In [1]:
%load_ext autoreload
%autoreload 2

In [2]:
import torch

import anndata as ad
import numpy as np
import pandas as pd

from rich import print


from sklearn.neighbors import NearestNeighbors


import scvi

In [3]:
!ls /home/nathanlevy/Data/

adata_MERFISH_24w.h5ad	adata_scvi_merfish4w.h5ad


In [4]:
data_dir = "/home/nathanlevy/Data/"
file = "adata_scvi_merfish4w.h5ad"

In [5]:
adata = ad.read_h5ad(data_dir + file)
print(adata)

## First train scVI

In [26]:
scvi.model.SCVI.setup_anndata(
    adata,
    layer="counts",
    batch_key="donor_id",
)


vae = scvi.model.SCVI(
    adata,
    gene_likelihood="poisson",
    n_layers=1,
    n_latent=10,
)

vae.train(
    max_epochs=2,
    train_size=0.8,
    validation_size=0.2,
    plan_kwargs=dict(n_epochs_kl_warmup=80),
    early_stopping=False,
)

GPU available: True (cuda), used: True
TPU available: False, using: 0 TPU cores
IPU available: False, using: 0 IPUs
HPU available: False, using: 0 HPUs
You are using a CUDA device ('NVIDIA GeForce RTX 3090') that has Tensor Cores.
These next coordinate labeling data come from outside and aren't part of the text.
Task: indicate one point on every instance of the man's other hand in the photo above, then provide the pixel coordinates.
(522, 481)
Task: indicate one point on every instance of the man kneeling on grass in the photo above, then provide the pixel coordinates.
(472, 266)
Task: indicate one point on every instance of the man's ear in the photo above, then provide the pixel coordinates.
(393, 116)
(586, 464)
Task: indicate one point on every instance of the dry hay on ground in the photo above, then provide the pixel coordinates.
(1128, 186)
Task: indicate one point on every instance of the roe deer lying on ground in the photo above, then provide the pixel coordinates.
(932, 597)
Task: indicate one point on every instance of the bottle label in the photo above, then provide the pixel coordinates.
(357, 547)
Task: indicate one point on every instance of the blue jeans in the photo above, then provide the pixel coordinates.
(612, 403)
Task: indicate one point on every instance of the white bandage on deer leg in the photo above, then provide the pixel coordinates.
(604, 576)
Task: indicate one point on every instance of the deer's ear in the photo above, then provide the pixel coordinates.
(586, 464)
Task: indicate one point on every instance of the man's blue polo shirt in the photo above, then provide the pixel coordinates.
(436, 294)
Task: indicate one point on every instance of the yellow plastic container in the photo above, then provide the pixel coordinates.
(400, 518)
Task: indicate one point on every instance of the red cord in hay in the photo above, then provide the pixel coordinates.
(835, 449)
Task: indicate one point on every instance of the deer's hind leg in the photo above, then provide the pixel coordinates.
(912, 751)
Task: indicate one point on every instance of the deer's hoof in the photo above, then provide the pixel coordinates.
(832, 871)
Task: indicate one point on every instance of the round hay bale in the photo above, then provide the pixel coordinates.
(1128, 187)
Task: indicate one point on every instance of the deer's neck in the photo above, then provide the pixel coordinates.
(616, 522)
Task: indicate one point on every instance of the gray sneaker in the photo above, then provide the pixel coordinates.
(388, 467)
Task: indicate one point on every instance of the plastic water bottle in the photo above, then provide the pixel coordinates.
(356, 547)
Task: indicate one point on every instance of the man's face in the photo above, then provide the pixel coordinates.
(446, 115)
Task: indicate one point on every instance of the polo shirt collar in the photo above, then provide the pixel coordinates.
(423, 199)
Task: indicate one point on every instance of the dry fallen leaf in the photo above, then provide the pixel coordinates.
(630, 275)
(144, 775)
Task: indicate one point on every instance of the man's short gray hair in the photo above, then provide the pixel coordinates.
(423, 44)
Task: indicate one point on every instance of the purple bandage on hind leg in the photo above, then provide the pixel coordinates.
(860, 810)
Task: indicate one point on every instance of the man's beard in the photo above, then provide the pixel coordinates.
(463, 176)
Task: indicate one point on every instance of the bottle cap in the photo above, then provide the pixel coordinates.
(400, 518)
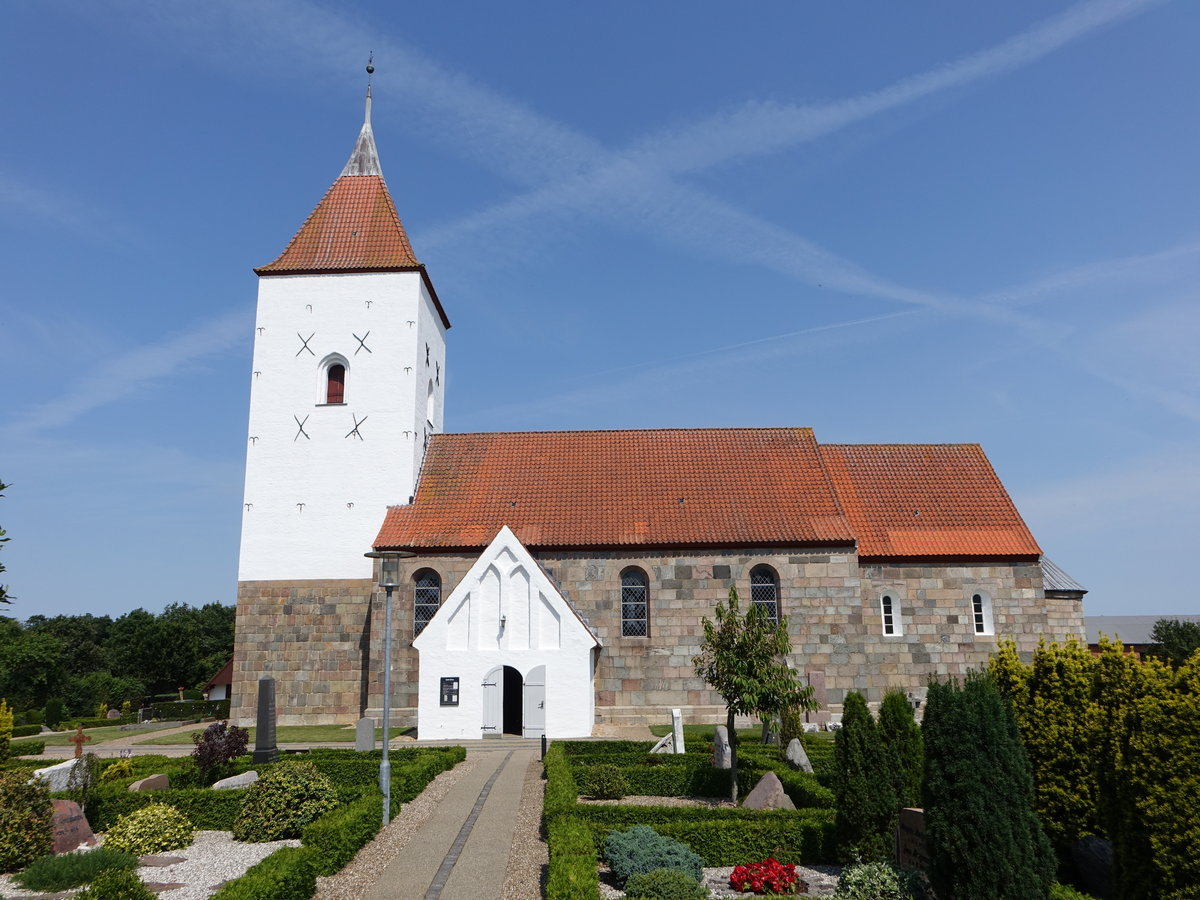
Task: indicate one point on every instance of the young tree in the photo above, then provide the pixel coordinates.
(903, 747)
(742, 658)
(984, 839)
(863, 784)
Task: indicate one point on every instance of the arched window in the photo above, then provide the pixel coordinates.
(335, 384)
(634, 604)
(765, 591)
(426, 598)
(889, 613)
(981, 613)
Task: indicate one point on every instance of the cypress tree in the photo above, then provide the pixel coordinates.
(903, 748)
(863, 786)
(983, 837)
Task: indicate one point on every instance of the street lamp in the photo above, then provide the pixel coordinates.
(389, 580)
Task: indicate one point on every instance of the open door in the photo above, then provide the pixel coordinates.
(493, 702)
(534, 719)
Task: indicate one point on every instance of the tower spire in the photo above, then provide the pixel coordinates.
(365, 159)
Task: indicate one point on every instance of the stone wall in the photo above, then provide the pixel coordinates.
(323, 640)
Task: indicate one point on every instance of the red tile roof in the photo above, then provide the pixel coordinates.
(708, 487)
(355, 228)
(613, 489)
(925, 501)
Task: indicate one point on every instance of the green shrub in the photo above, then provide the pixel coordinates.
(664, 885)
(115, 885)
(150, 829)
(25, 815)
(336, 837)
(69, 870)
(282, 802)
(879, 881)
(287, 874)
(118, 769)
(642, 850)
(606, 783)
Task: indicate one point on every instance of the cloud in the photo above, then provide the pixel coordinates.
(132, 371)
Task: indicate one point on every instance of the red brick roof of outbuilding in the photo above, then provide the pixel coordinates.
(925, 501)
(615, 489)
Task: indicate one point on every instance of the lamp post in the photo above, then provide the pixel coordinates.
(389, 580)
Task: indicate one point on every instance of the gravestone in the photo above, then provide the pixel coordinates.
(151, 783)
(79, 739)
(911, 851)
(796, 756)
(364, 735)
(244, 780)
(768, 793)
(265, 749)
(70, 827)
(723, 754)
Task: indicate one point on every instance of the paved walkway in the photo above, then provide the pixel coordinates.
(463, 847)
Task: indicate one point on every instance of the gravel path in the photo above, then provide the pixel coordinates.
(529, 857)
(363, 871)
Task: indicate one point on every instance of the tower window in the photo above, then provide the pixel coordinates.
(634, 604)
(765, 592)
(335, 384)
(426, 598)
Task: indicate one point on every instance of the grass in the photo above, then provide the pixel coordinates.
(285, 735)
(70, 870)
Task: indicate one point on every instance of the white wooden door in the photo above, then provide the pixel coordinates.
(534, 714)
(493, 702)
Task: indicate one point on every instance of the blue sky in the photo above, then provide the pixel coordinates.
(892, 222)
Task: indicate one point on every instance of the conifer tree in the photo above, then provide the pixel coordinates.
(983, 837)
(903, 748)
(864, 786)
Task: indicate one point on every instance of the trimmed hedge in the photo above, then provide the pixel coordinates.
(191, 709)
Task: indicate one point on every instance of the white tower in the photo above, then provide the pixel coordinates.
(346, 387)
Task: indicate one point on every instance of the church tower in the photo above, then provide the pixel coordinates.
(347, 383)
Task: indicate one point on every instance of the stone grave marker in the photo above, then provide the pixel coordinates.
(70, 827)
(364, 735)
(911, 852)
(723, 754)
(79, 739)
(768, 793)
(265, 749)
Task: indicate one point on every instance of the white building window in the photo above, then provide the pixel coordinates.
(889, 615)
(981, 613)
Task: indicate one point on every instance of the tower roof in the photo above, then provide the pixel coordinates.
(355, 227)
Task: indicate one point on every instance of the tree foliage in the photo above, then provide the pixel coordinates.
(743, 659)
(984, 839)
(1175, 641)
(864, 786)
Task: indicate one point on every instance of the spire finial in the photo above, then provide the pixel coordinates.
(370, 72)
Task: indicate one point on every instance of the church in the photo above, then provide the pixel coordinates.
(553, 582)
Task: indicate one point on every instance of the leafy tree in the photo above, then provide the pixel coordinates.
(742, 658)
(863, 784)
(904, 748)
(984, 839)
(1175, 641)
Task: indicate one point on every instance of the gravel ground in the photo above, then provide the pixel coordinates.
(211, 859)
(363, 871)
(529, 857)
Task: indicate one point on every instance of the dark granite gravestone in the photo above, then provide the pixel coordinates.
(911, 852)
(265, 750)
(70, 827)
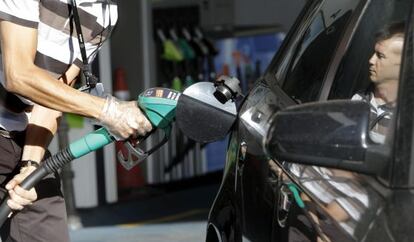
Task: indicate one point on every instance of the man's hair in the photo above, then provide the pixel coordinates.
(391, 30)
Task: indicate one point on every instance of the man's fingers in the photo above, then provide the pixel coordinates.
(27, 194)
(18, 199)
(13, 205)
(11, 184)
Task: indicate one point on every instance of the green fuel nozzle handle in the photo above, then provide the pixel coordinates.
(158, 104)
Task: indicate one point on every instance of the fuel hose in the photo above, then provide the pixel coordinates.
(81, 147)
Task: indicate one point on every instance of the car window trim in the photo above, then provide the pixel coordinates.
(341, 49)
(277, 70)
(402, 172)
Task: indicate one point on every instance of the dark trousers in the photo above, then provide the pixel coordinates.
(45, 220)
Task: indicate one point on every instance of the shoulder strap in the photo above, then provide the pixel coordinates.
(91, 80)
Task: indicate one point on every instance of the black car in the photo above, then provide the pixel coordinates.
(301, 161)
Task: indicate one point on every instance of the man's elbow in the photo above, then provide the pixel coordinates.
(15, 80)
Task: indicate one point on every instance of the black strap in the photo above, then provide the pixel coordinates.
(91, 80)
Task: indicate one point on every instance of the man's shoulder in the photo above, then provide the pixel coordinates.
(361, 96)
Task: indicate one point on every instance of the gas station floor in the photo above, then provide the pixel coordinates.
(173, 215)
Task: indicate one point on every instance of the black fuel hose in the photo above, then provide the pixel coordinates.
(48, 166)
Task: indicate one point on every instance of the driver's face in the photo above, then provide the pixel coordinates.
(386, 61)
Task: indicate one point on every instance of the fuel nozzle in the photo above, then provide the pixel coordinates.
(227, 88)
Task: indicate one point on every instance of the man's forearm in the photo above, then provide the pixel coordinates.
(42, 126)
(38, 86)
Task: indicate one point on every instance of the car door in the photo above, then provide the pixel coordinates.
(296, 75)
(330, 204)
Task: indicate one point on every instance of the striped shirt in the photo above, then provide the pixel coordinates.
(57, 46)
(380, 117)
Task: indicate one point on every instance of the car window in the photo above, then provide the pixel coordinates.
(370, 68)
(307, 70)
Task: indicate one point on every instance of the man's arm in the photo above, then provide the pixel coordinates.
(19, 44)
(42, 126)
(23, 77)
(43, 123)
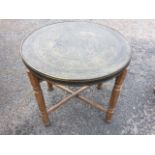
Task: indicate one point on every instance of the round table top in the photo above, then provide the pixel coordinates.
(76, 52)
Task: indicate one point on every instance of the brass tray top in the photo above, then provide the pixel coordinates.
(76, 52)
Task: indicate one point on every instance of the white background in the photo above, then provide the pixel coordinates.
(77, 9)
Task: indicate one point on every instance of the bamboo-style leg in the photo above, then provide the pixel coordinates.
(50, 85)
(39, 97)
(99, 86)
(115, 95)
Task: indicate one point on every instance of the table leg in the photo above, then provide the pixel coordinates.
(99, 86)
(115, 95)
(39, 97)
(50, 85)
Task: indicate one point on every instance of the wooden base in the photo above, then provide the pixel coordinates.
(35, 82)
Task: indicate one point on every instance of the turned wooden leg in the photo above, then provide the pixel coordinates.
(115, 95)
(99, 86)
(50, 86)
(39, 97)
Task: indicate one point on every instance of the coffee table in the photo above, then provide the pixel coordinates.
(78, 54)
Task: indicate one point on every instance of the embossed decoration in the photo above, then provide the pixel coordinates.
(76, 51)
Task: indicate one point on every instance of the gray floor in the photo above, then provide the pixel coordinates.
(135, 112)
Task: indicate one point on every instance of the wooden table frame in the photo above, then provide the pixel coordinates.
(35, 82)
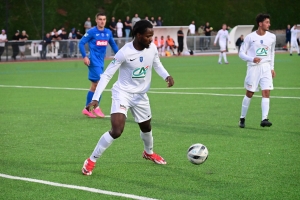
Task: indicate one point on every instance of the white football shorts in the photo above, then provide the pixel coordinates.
(137, 103)
(222, 46)
(259, 75)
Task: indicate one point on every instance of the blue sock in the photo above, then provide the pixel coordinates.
(89, 97)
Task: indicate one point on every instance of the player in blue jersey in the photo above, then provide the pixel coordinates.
(97, 38)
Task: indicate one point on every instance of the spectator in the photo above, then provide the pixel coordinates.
(153, 22)
(159, 21)
(162, 44)
(47, 40)
(288, 36)
(120, 28)
(87, 24)
(23, 38)
(15, 45)
(180, 37)
(157, 44)
(171, 44)
(112, 26)
(72, 44)
(3, 39)
(60, 30)
(78, 34)
(135, 19)
(63, 44)
(201, 34)
(239, 42)
(207, 32)
(127, 26)
(192, 28)
(53, 32)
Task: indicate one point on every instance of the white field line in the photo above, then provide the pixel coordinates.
(130, 196)
(154, 92)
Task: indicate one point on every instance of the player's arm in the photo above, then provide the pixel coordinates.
(161, 71)
(86, 38)
(217, 37)
(243, 50)
(113, 44)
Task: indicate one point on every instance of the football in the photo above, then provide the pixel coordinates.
(197, 154)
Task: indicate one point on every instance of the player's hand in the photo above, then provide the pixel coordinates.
(273, 73)
(170, 81)
(256, 60)
(86, 61)
(92, 105)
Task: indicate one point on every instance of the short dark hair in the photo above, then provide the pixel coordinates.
(100, 14)
(141, 27)
(261, 17)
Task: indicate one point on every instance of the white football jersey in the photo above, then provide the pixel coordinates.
(294, 33)
(135, 70)
(255, 45)
(222, 36)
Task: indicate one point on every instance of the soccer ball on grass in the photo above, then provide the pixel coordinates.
(197, 154)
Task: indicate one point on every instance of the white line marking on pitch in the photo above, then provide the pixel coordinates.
(150, 91)
(131, 196)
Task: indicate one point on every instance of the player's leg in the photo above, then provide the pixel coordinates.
(142, 114)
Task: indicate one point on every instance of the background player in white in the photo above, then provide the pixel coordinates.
(258, 50)
(294, 32)
(134, 61)
(223, 36)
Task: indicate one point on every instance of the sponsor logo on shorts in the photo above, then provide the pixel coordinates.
(101, 43)
(122, 107)
(140, 72)
(262, 51)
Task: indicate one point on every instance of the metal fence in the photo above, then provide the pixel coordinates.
(34, 50)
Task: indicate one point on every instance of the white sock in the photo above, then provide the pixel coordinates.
(104, 142)
(148, 141)
(224, 56)
(265, 106)
(245, 106)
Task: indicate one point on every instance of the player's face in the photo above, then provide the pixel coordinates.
(265, 24)
(101, 21)
(145, 39)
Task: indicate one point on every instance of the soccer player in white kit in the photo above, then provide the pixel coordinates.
(135, 61)
(223, 36)
(258, 50)
(294, 31)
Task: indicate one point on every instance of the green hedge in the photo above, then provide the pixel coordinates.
(27, 14)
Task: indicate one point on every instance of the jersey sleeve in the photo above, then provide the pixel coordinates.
(86, 38)
(113, 43)
(218, 35)
(243, 50)
(108, 74)
(158, 67)
(273, 53)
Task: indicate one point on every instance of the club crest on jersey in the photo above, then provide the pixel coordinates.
(140, 72)
(262, 51)
(101, 43)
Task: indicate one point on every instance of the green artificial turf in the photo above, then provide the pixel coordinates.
(44, 136)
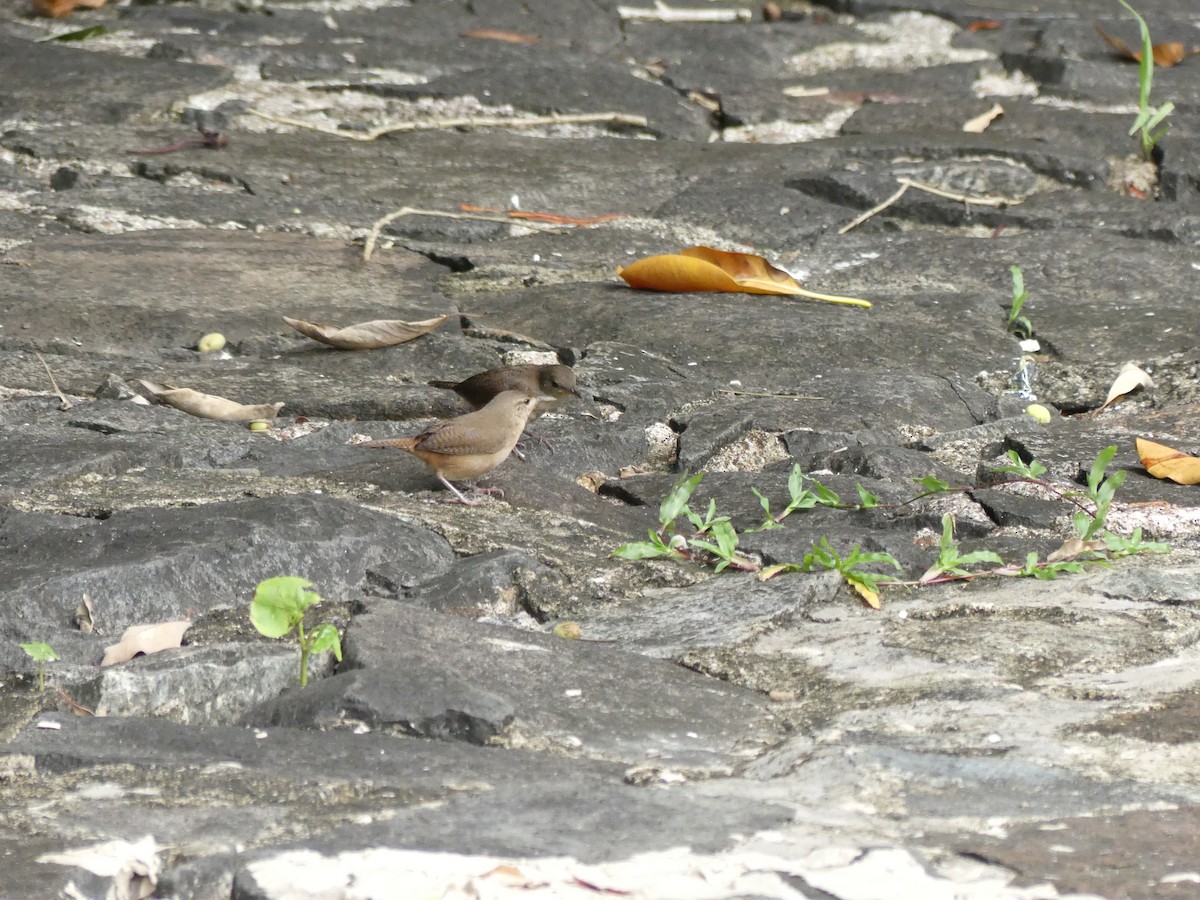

To properly utilize them, you should set `torch.set_float32_matmul_precision('medium' | 'high')` which will trade-off precision for performance. For more details, read https://pytorch.org/docs/stable/generated/torch.set_float32_matmul_precision.html#torch.set_float32_matmul_precision
LOCAL_RANK: 0 - CUDA_VISIBLE_DEVICES: [0]


Epoch 2/2: 100%|████████████████████████████████████████████████████████████████████████████████████████████████████████████████████████████████████████████████████████████████████████████████████████████████████| 2/2 [00:08<00:00,  4.31s/it, v_num=1, train_loss_step=181, train_loss_epoch=180]

`Trainer.fit` stopped: `max_epochs=2` reached.


Epoch 2/2: 100%|████████████████████████████████████████████████████████████████████████████████████████████████████████████████████████████████████████████████████████████████████████████████████████████████████| 2/2 [00:08<00:00,  4.33s/it, v_num=1, train_loss_step=181, train_loss_epoch=180]


In [27]:
adata.obsm["qz1_m"], adata.obsm["qz1_var"] = vae.get_latent_representation(
    return_dist=True
)

In [8]:
vae.summary_stats

n_batch: 4
n_cells: 123632
n_extra_categorical_covs: 0
n_extra_continuous_covs: 0
n_labels: 1
n_vars: 374

## Then train nichescVI

In [28]:
scvi.model.nicheSCVI.setup_anndata(
    adata,
    layer="counts",
    batch_key="donor_id",
    niche_composition_key="neighborhood_composition",
    niche_indexes_key="niche_indexes",
    sample_key="donor_slice",
    cell_coordinates_key="centroids",
    k_nn=10,
    latent_mean_key="qz1_m",
    latent_var_key="qz1_var",
)

n_cell_types = adata.obsm["neighborhood_composition"].shape[1]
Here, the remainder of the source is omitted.